Comparing with the Rake receiver technique, the multiuser detection technique can raise system performance obviously, and its spectrum efficiency is almost double, so the system capacity is raised. Multiuser detection is divided into two ways: the Interference Cancellation (IC) and the Joint Detection (JD), and either utilizes the user code channel estimation result to demodulate the desired user signal and to eliminate other user signals. Therefore, one pre-condition should be satisfied before using the multiuser detection is that the information about the transmitting side, such as the physical code channel, the spreading factor (SF) and the training sequence etc., need to be known.
Nevertheless, in a real system, especially when a technique that directly indicates the physical code channel and spreading factor of current frame used, such as TFCI in a third generation (3G) mobile system, a transmitted data size changes one frame to another along with the data size generated at the transmitting source. This means that the transmitted data size is non-constant, so the physical code channel and spreading factor used by each user in every Transmission Time Interval (TTI) are changed too, and the receiving side does not know before processing which physical code channel and spreading factor are used at the transmitting side for the user. Usually, it is impossible to use the multiuser detection directly.
One of the solutions is that the receiving side buffers all data sent by the transmitting side in one TTI, and after demodulating the TFCI data of transmitting side, the receiving side demodulates the TTI data. There are four disadvantages of this solution:
1. A large buffer is needed for storing the whole TTI received data;
2. The TFCI data needs to be demodulated first (when the physical code channel and spreading factor are unchanged and known), and it is better to take the multiuser detection to demodulate the TFCI data, otherwise the system performance will be worse because of bad TFCI data demodulation result; so the multiuser detection is used twice: one for the TFCI data and one for the demodulated data, so the computation volume is almost double;
3. The receiving side can demodulate only after a whole TTI data have been received; since the TTI and the physical frame time interval are not equal, for example in a TD-SCDMA system the physical frame time interval is 5 ms and the TTI is possibly 10 ms, the receiving side must wait 10 ms and then makes the demodulation; this will delay the signal processing much longer, and cannot satisfy within the 150 ms delay requirement from terminal to terminal;
4. When directly indicating the current frame physical code channel and spreading factor technique is used, such as TFCI in the 3G, for a variable spreading factor case, it is necessary to look for a blind detection method, and for a fixed spreading factor case, it takes too many bits for indicating the current frame physical code channel and spreading factor, and the net payload bits for transmitting in a frame are too small.

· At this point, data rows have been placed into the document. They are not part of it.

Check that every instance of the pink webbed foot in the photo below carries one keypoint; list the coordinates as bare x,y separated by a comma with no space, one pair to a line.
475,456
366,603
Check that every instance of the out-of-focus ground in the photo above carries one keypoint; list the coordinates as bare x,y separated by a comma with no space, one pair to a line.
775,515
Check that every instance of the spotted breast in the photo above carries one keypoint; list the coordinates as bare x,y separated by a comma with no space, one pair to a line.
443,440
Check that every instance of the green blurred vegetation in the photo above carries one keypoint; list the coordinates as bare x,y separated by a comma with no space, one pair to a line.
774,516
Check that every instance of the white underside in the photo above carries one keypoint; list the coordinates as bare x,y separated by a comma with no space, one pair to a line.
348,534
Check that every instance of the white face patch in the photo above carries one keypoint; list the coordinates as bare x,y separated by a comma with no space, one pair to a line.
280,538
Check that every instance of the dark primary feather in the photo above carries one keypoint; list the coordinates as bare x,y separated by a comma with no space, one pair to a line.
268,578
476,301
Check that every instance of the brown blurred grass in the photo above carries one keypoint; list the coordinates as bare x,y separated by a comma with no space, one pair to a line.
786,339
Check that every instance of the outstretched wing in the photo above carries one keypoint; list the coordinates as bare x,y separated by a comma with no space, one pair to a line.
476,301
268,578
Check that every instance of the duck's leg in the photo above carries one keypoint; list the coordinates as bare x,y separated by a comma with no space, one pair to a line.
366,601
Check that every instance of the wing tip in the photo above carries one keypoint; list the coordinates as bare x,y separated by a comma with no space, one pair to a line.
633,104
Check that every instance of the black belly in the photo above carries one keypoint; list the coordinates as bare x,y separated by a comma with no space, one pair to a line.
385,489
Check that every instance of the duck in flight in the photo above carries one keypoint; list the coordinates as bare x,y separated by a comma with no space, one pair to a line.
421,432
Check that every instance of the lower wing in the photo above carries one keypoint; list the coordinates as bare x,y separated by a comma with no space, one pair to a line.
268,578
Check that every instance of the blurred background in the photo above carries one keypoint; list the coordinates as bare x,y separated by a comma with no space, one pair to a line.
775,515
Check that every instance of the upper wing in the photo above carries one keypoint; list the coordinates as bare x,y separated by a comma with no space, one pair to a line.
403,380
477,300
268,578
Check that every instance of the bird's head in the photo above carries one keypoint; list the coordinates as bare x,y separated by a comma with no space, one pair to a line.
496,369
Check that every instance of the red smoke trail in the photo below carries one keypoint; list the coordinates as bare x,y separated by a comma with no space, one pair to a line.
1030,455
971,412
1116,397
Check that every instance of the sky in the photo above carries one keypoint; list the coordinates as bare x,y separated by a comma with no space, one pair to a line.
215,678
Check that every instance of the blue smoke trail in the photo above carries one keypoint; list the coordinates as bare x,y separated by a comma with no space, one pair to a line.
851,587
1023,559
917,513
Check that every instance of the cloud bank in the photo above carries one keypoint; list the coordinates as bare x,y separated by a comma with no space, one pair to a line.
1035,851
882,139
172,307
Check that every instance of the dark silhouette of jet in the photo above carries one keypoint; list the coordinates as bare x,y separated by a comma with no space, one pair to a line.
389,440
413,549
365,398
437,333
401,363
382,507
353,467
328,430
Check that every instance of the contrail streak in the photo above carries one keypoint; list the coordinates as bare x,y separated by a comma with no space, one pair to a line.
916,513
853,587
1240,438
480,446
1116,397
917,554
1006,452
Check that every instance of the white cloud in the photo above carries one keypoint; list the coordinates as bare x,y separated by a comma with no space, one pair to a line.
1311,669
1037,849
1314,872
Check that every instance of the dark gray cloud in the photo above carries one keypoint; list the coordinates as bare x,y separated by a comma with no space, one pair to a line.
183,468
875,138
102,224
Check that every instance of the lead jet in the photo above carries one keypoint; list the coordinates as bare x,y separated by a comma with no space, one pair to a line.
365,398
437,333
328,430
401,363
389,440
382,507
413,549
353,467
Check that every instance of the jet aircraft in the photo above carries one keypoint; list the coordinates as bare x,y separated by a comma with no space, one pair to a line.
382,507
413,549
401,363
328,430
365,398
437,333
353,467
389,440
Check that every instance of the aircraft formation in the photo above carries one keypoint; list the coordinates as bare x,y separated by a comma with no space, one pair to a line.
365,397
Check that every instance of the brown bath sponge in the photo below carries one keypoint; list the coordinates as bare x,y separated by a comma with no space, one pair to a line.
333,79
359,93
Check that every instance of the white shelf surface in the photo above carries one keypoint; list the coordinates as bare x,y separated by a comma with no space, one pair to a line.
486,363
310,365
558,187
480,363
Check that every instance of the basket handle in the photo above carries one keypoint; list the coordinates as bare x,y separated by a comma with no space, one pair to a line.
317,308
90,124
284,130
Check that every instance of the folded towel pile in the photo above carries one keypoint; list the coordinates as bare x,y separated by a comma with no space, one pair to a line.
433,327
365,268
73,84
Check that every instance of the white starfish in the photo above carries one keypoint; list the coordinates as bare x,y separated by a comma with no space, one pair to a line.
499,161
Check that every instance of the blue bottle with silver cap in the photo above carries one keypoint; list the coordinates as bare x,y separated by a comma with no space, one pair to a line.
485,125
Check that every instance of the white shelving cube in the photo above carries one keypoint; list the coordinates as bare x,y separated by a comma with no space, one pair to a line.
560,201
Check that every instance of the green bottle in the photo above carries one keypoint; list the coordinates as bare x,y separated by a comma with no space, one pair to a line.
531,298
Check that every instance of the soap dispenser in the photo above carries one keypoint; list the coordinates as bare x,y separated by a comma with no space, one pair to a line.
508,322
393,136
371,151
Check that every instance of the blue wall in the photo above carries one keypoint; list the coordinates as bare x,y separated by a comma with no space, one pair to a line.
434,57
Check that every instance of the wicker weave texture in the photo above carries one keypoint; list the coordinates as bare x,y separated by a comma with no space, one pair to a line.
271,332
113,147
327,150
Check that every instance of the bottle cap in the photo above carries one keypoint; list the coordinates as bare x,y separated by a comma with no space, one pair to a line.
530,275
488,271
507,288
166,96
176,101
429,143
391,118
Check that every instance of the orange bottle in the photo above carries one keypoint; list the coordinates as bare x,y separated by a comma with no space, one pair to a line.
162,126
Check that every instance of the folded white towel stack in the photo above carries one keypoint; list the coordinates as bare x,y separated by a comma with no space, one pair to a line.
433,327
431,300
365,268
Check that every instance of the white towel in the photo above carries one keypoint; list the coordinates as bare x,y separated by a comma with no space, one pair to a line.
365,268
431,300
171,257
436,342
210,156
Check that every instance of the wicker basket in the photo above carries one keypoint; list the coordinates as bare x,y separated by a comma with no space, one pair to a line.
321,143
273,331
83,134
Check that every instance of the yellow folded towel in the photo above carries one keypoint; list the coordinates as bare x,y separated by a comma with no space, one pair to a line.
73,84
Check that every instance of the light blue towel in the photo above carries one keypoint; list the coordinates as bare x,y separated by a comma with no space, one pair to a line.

At present, in 3G except TD-SCDMA, other systems use the fixed spreading factor.
The 3GPP has defined the TFCI used in a physical code channel. The TFCI is some physical parameters with very high processing gain, and they are transferred in each TTI to indicate its channel-coding scheme, interleaving and holing pattern etc. With these parameters, the current physical frame spreading factor and the code channel occupied situation can be derived. For example, N code channels have allocated to the users, and among them M code channels are needed to be occupied at an instance, M<=N; from the TFCI data, the demodulation side can derived that M code channels are occupied, and the spreading factor of the M code channels is defined in the standard in advance.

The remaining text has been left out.